Rachael Stryker, Anthropology: Making Family Material: An Anthropological Inquiry Into Russian-American Adoptions. This dissertation trains a critical anthropological eye on the growing phenomenon of pathologizing international adoptees who fail to become successful members of American families. Since 1992, Americans have adopted over 105,000 children from abroad - 25,000 of which are from Russia. A significant number of these children are diagnosed with Reactive Attachment Disorder (RAD), or a pathological inability to form mutual emotional bonds with adults, and are subsequently repatriated to their native countries or institutionalized in long term foster care, group homes, juvenile detention or military/boarding schools in the U.S. Attachment therapists currently apply the same techniques to all children diagnosed with RAD regardless of the child's cultural background. However, anthropologists have shown that attachment is not a purely biological process, and that it is, in fact, influenced and altered by external factors. This dissertation complicates the RAD diagnosis and its treatment by examining it as a nexus of the politics, socioeconomics and brief but turbulent history of international adoption between Russia and America. An ethnographic account of the inner workings of an attachment disorder clinic in Evergreen, CO brings into relief American assumptions about Russian culture, development, poverty, race, childhood, and attachment that contribute to the myth of the "grateful" or "rescued" Russian adopted child and which posit American parental love as a powerful curative agent for children from developing nations. Further interviews with children and adults in contemporary Russian orphanages demonstrate how Russian understandings of American culture, child abandonment and child rearing challenges these unrealistic expectations, eventually thwarting the standardized treatment offered by medical professionals. Ultimately, this project demonstrates the value of cross-cultural, comparative analysis for introducing new attachment therapy techniques, for developing a cultural component to training and education sessions for prospective adoptive parents and for informing future contemporary international adoption policies at large.
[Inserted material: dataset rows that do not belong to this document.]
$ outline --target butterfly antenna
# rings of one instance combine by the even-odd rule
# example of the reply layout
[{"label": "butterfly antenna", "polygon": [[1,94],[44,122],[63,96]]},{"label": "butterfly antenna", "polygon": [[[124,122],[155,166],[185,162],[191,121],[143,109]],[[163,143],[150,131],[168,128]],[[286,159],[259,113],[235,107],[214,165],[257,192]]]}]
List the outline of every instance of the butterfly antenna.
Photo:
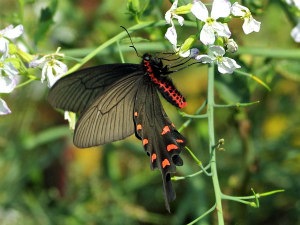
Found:
[{"label": "butterfly antenna", "polygon": [[134,47],[133,42],[132,42],[132,40],[131,40],[131,37],[130,37],[130,34],[129,34],[128,30],[127,30],[125,27],[123,27],[123,26],[120,26],[120,27],[122,27],[122,28],[127,32],[127,34],[128,34],[128,37],[129,37],[129,39],[130,39],[130,41],[131,41],[131,44],[132,44],[132,45],[129,46],[129,47],[133,48],[133,49],[135,50],[135,52],[136,52],[136,55],[137,55],[138,57],[142,58],[142,56],[139,55],[139,53],[137,52],[136,48]]}]

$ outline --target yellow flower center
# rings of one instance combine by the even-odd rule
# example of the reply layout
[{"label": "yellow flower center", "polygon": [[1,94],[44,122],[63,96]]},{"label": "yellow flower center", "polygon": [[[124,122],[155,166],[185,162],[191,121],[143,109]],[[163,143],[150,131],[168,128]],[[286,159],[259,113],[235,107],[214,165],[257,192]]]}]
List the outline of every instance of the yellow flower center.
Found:
[{"label": "yellow flower center", "polygon": [[4,66],[4,63],[0,62],[0,68],[3,68],[3,66]]},{"label": "yellow flower center", "polygon": [[223,62],[223,57],[222,56],[217,56],[216,60],[218,60],[218,62]]},{"label": "yellow flower center", "polygon": [[209,26],[211,26],[214,22],[215,22],[215,19],[214,19],[214,18],[208,17],[208,18],[206,19],[206,23],[207,23]]},{"label": "yellow flower center", "polygon": [[244,16],[244,18],[248,18],[248,19],[250,19],[252,17],[252,15],[251,15],[251,12],[250,11],[246,11],[246,14],[245,14],[245,16]]}]

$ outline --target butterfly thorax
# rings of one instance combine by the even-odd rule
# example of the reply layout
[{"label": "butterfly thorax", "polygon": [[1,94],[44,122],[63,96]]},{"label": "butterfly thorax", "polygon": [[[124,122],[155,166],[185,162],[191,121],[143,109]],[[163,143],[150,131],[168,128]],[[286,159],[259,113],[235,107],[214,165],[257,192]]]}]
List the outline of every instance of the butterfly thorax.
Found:
[{"label": "butterfly thorax", "polygon": [[181,109],[186,106],[187,103],[184,97],[167,76],[167,74],[170,73],[168,67],[163,65],[160,58],[152,57],[146,53],[143,55],[142,66],[145,75],[150,78],[150,81],[155,84],[159,92],[168,102]]}]

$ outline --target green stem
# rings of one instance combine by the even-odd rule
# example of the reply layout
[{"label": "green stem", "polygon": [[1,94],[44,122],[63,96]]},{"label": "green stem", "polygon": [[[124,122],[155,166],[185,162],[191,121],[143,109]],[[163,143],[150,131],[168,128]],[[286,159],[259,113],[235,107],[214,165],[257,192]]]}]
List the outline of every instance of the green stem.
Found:
[{"label": "green stem", "polygon": [[[175,22],[175,24],[178,24],[178,22]],[[194,27],[195,26],[194,22],[191,22],[191,21],[186,21],[184,23],[184,25],[188,26],[188,27]],[[152,26],[152,27],[166,26],[166,21],[165,20],[160,20],[160,21],[157,21],[157,22],[156,21],[143,22],[143,23],[136,24],[136,25],[130,27],[129,29],[127,29],[127,30],[128,30],[129,33],[132,33],[134,31],[141,30],[143,28],[150,27],[150,26]],[[100,45],[94,51],[92,51],[87,56],[85,56],[82,59],[82,62],[77,63],[71,69],[69,69],[69,71],[66,73],[66,75],[75,72],[83,64],[85,64],[90,59],[92,59],[95,55],[97,55],[100,51],[102,51],[103,49],[105,49],[108,46],[112,45],[113,43],[120,40],[121,38],[126,37],[127,35],[128,35],[127,32],[123,31],[123,32],[119,33],[118,35],[114,36],[113,38],[109,39],[108,41],[104,42],[102,45]]]},{"label": "green stem", "polygon": [[218,104],[215,104],[215,108],[228,108],[228,107],[245,107],[245,106],[250,106],[250,105],[254,105],[254,104],[258,104],[259,101],[256,101],[256,102],[250,102],[250,103],[235,103],[235,104],[232,104],[232,105],[218,105]]},{"label": "green stem", "polygon": [[237,55],[250,54],[252,56],[265,56],[280,59],[300,59],[299,49],[276,49],[260,47],[239,47]]},{"label": "green stem", "polygon": [[[207,104],[207,100],[205,100],[205,102],[203,102],[203,104],[200,106],[199,109],[197,109],[197,111],[195,112],[194,115],[198,115],[206,106]],[[181,132],[184,128],[186,128],[191,122],[192,122],[193,118],[188,119],[187,121],[184,122],[184,124],[182,124],[182,126],[178,129],[178,132]]]},{"label": "green stem", "polygon": [[215,146],[215,133],[214,133],[214,65],[213,63],[208,68],[208,85],[207,85],[207,115],[208,115],[208,133],[209,133],[209,153],[211,155],[211,172],[213,173],[212,182],[215,191],[216,209],[218,215],[218,224],[224,225],[223,211],[222,211],[222,196],[218,180],[217,164],[216,164],[216,151]]},{"label": "green stem", "polygon": [[212,211],[214,211],[215,208],[216,208],[216,204],[213,207],[211,207],[209,210],[207,210],[205,213],[203,213],[200,217],[198,217],[197,219],[195,219],[192,222],[188,223],[188,225],[195,224],[196,222],[198,222],[199,220],[201,220],[203,217],[205,217],[207,214],[209,214]]}]

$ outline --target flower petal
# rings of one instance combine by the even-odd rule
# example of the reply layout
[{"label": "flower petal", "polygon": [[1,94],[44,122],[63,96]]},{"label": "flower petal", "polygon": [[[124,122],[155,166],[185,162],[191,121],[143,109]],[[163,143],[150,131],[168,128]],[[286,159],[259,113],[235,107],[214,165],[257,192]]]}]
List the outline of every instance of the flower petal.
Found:
[{"label": "flower petal", "polygon": [[210,57],[209,55],[198,55],[195,59],[202,63],[211,63],[214,61],[214,58]]},{"label": "flower petal", "polygon": [[297,42],[297,43],[300,42],[300,20],[299,20],[297,26],[295,26],[292,29],[291,36],[292,36],[292,38],[294,38],[295,42]]},{"label": "flower petal", "polygon": [[203,22],[206,22],[206,19],[208,18],[208,11],[205,5],[197,0],[194,0],[193,6],[191,8],[191,13],[194,14],[194,16]]},{"label": "flower petal", "polygon": [[11,62],[4,63],[3,70],[10,78],[13,78],[14,76],[19,74],[19,71]]},{"label": "flower petal", "polygon": [[231,3],[228,0],[214,0],[212,4],[211,17],[218,19],[227,17],[230,14]]},{"label": "flower petal", "polygon": [[23,25],[20,24],[16,26],[14,29],[10,29],[6,31],[3,36],[9,39],[15,39],[23,33],[23,30],[24,30]]},{"label": "flower petal", "polygon": [[6,40],[5,38],[0,38],[0,52],[8,52],[8,43],[8,40]]},{"label": "flower petal", "polygon": [[54,70],[56,71],[57,75],[64,75],[68,71],[68,67],[61,61],[55,60]]},{"label": "flower petal", "polygon": [[231,32],[226,24],[220,22],[214,22],[212,24],[213,29],[218,33],[220,37],[227,37],[231,36]]},{"label": "flower petal", "polygon": [[7,107],[6,102],[0,98],[0,115],[6,115],[9,113],[11,113],[11,111]]},{"label": "flower petal", "polygon": [[178,20],[178,23],[180,24],[180,26],[183,25],[184,18],[182,16],[178,16],[178,15],[175,14],[173,17]]},{"label": "flower petal", "polygon": [[260,30],[260,24],[261,22],[256,21],[252,16],[250,19],[245,18],[243,30],[245,34],[250,34],[253,31],[258,32]]},{"label": "flower petal", "polygon": [[169,27],[167,29],[167,32],[165,34],[165,38],[169,40],[169,42],[173,45],[173,47],[176,49],[177,46],[177,32],[175,27]]},{"label": "flower petal", "polygon": [[214,56],[223,56],[225,54],[224,48],[219,45],[210,46],[209,51],[212,52]]},{"label": "flower petal", "polygon": [[234,16],[244,17],[246,15],[246,12],[250,12],[250,10],[237,2],[235,2],[231,7],[231,14]]},{"label": "flower petal", "polygon": [[212,26],[205,24],[200,32],[200,41],[205,44],[213,44],[215,42],[215,33]]},{"label": "flower petal", "polygon": [[15,78],[0,77],[0,93],[10,93],[17,85]]},{"label": "flower petal", "polygon": [[194,59],[199,54],[199,52],[200,51],[197,48],[192,48],[185,52],[179,52],[179,55],[183,58],[190,57],[190,58]]},{"label": "flower petal", "polygon": [[223,61],[218,61],[218,71],[222,74],[231,74],[237,68],[241,68],[234,59],[223,57]]}]

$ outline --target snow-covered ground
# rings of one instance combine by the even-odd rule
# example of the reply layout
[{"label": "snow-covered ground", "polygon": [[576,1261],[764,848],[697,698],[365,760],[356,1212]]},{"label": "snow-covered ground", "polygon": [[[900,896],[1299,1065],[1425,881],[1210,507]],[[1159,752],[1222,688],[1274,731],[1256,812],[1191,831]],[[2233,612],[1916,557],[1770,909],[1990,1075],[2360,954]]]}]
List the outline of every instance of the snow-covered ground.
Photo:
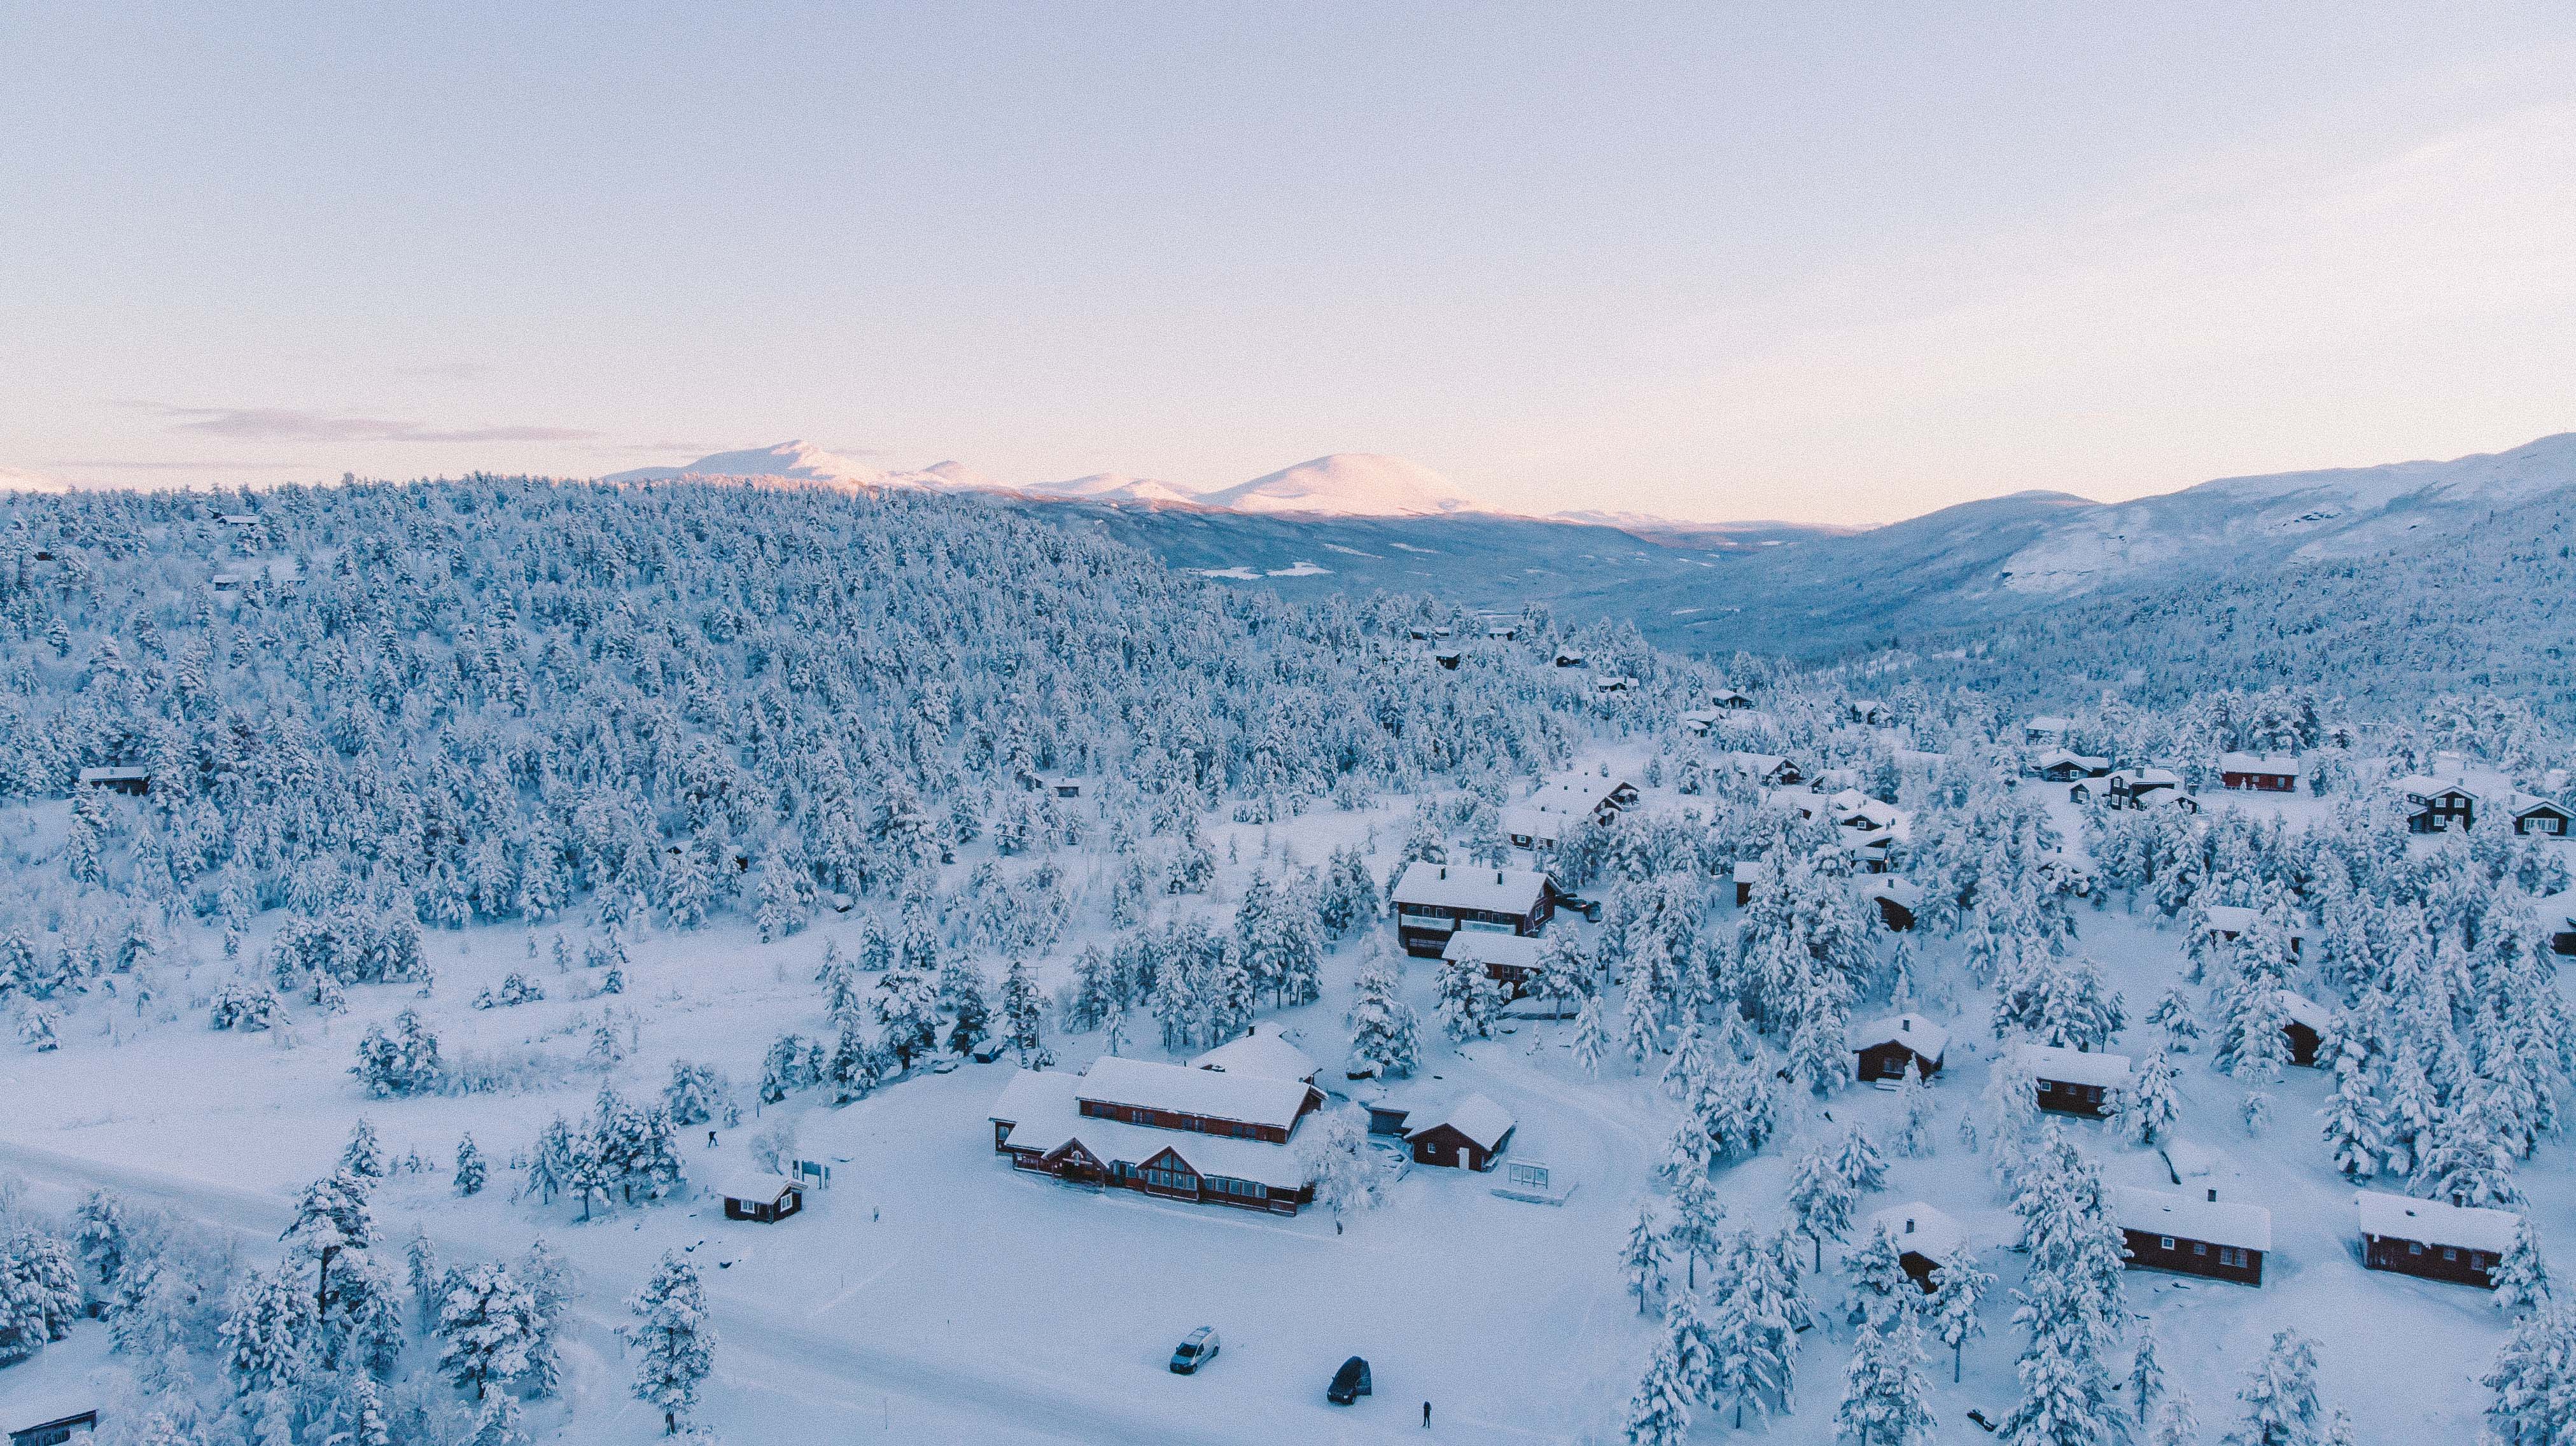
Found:
[{"label": "snow-covered ground", "polygon": [[[1650,791],[1645,806],[1672,801]],[[2243,802],[2295,812],[2308,801]],[[2073,805],[2054,808],[2075,837]],[[1319,813],[1274,831],[1268,846],[1316,859],[1372,832],[1391,840],[1402,817],[1395,808]],[[1238,860],[1220,877],[1230,893],[1261,859],[1264,834],[1218,825],[1212,838]],[[1721,925],[1728,917],[1720,914]],[[2125,993],[2133,1018],[2179,977],[2177,933],[2117,907],[2082,912],[2079,924],[2083,948]],[[850,918],[826,916],[771,945],[731,925],[647,933],[628,941],[629,988],[617,999],[584,997],[591,981],[583,971],[557,974],[531,959],[531,934],[545,941],[552,929],[514,926],[433,935],[435,998],[415,1000],[408,986],[354,990],[351,1012],[337,1021],[313,1023],[306,1012],[292,1029],[218,1033],[200,1011],[156,1001],[116,1014],[112,1030],[93,1025],[68,1038],[59,1052],[0,1056],[0,1097],[10,1102],[0,1163],[51,1203],[105,1183],[239,1229],[257,1251],[273,1248],[288,1193],[330,1167],[364,1116],[390,1156],[417,1151],[437,1166],[398,1173],[382,1192],[389,1238],[418,1222],[443,1254],[472,1258],[543,1235],[579,1266],[585,1313],[568,1440],[636,1439],[655,1424],[622,1390],[609,1329],[622,1318],[618,1302],[674,1248],[705,1267],[724,1345],[702,1414],[735,1440],[1371,1441],[1418,1431],[1424,1400],[1449,1439],[1613,1434],[1652,1340],[1653,1318],[1623,1289],[1616,1255],[1641,1202],[1661,1194],[1653,1165],[1676,1107],[1654,1080],[1660,1061],[1641,1074],[1618,1060],[1602,1079],[1587,1079],[1573,1062],[1570,1024],[1523,1022],[1464,1048],[1438,1043],[1428,1023],[1431,971],[1419,963],[1407,982],[1426,1021],[1426,1064],[1400,1091],[1437,1099],[1480,1090],[1503,1102],[1520,1120],[1511,1157],[1544,1159],[1560,1180],[1578,1182],[1566,1205],[1505,1201],[1489,1193],[1498,1177],[1417,1167],[1381,1208],[1337,1231],[1320,1210],[1283,1219],[1069,1189],[1014,1172],[991,1148],[985,1116],[1007,1064],[924,1073],[844,1108],[811,1091],[770,1106],[799,1120],[799,1153],[834,1170],[831,1189],[777,1225],[727,1222],[694,1186],[678,1200],[604,1210],[587,1223],[561,1201],[512,1199],[517,1177],[506,1170],[473,1199],[453,1194],[445,1162],[460,1134],[474,1132],[496,1164],[508,1161],[549,1117],[578,1117],[602,1083],[657,1092],[675,1058],[724,1069],[750,1110],[748,1086],[769,1040],[786,1028],[820,1028],[816,963],[827,941],[847,952],[855,929]],[[1078,942],[1051,967],[1061,970]],[[211,939],[195,947],[212,957]],[[1275,1016],[1328,1062],[1347,1039],[1341,1013],[1358,952],[1346,945],[1328,963],[1319,1003]],[[537,970],[550,997],[467,1006],[511,969]],[[202,966],[191,987],[202,992],[223,972]],[[637,1047],[605,1075],[576,1071],[540,1093],[367,1100],[348,1074],[351,1046],[367,1022],[405,1005],[422,1009],[451,1051],[526,1045],[577,1056],[589,1023],[611,1006],[632,1012]],[[2014,1258],[2003,1247],[2013,1219],[1985,1157],[1955,1133],[1993,1053],[1985,1010],[1980,996],[1960,1002],[1957,1042],[1936,1090],[1937,1152],[1895,1159],[1884,1194],[1862,1208],[1918,1198],[1940,1206],[1988,1247],[1989,1268],[2010,1285]],[[2133,1024],[2129,1037],[2145,1032]],[[1068,1065],[1079,1065],[1100,1040],[1058,1045]],[[1155,1054],[1132,1043],[1128,1052]],[[2130,1308],[2154,1318],[2168,1365],[2204,1422],[2232,1418],[2230,1397],[2246,1368],[2274,1331],[2296,1327],[2319,1341],[2324,1394],[2352,1413],[2363,1439],[2464,1439],[2484,1400],[2475,1378],[2503,1337],[2499,1314],[2484,1292],[2361,1269],[2352,1191],[2327,1166],[2315,1132],[2327,1077],[2293,1071],[2273,1090],[2270,1132],[2249,1139],[2232,1123],[2243,1087],[2197,1056],[2185,1068],[2190,1137],[2219,1158],[2214,1181],[2274,1219],[2259,1290],[2128,1278]],[[1322,1082],[1348,1088],[1334,1069]],[[1782,1218],[1789,1161],[1823,1132],[1855,1121],[1882,1143],[1898,1132],[1889,1094],[1852,1088],[1797,1101],[1795,1128],[1721,1174],[1731,1225]],[[747,1168],[748,1141],[769,1123],[746,1113],[713,1148],[703,1136],[691,1140],[693,1182]],[[2174,1188],[2156,1152],[2113,1143],[2100,1125],[2070,1128],[2114,1183]],[[2560,1153],[2544,1152],[2524,1179],[2535,1221],[2564,1254],[2576,1238],[2576,1204]],[[1829,1324],[1805,1340],[1805,1405],[1774,1427],[1784,1441],[1831,1439],[1846,1344],[1831,1305],[1841,1296],[1832,1278],[1839,1254],[1829,1248],[1827,1276],[1809,1281]],[[1961,1384],[1934,1371],[1938,1439],[1976,1439],[1982,1433],[1965,1412],[1982,1407],[1999,1418],[2016,1398],[2008,1309],[2001,1297],[1989,1307],[1989,1338],[1969,1347]],[[1169,1374],[1172,1344],[1201,1324],[1224,1333],[1224,1355],[1195,1377]],[[1351,1354],[1372,1362],[1377,1394],[1357,1408],[1328,1406],[1324,1382]],[[0,1375],[0,1408],[14,1408],[53,1374]]]}]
Jianjun Zhang, Sociology: Capacity, Orientation, and Stability of Local Governments and Variation of Chinese Rural Industry. In this project, Mr. Zhang will examine the relationship between local governments and Chinese rural industry in a developing and transitional economy. There are three key empirical questions he will address: 1) Why, under the similar national policy, did different ownership patterns in rural industry occur in different regions? 2) Why was local government involvement beneficial during early reforms, but that involvement became a liability for the later development of public sector of rural industry, i.e., township-village enterprises (TVEs)? 3) With the ongoing privatization of TVEs, is there a tendency for different regional patterns to converge? He answers these questions by looking at the organizational characteristics of local government capacity, orientation, and stability and their different impact upon the development of public and private enterprises. He hypothesizes that different combinations of capacity and orientation of local governments lead to different ownership regimes across regions, while shift of orientation and change of stability create variations in public sectors over time. This research will make three contributions. First, it will contribute to the literature on development by investigating the role of local government in economic development. Second, this project illustrates how existing institutions and the change of institutions shape the economy. Finally, this project will examine the validity of the two competing views: the neo-classical view that treats industrialization as a single unitary process and treats the market as a homogenizer, and the institutional perspective that emphasizes historical path dependence.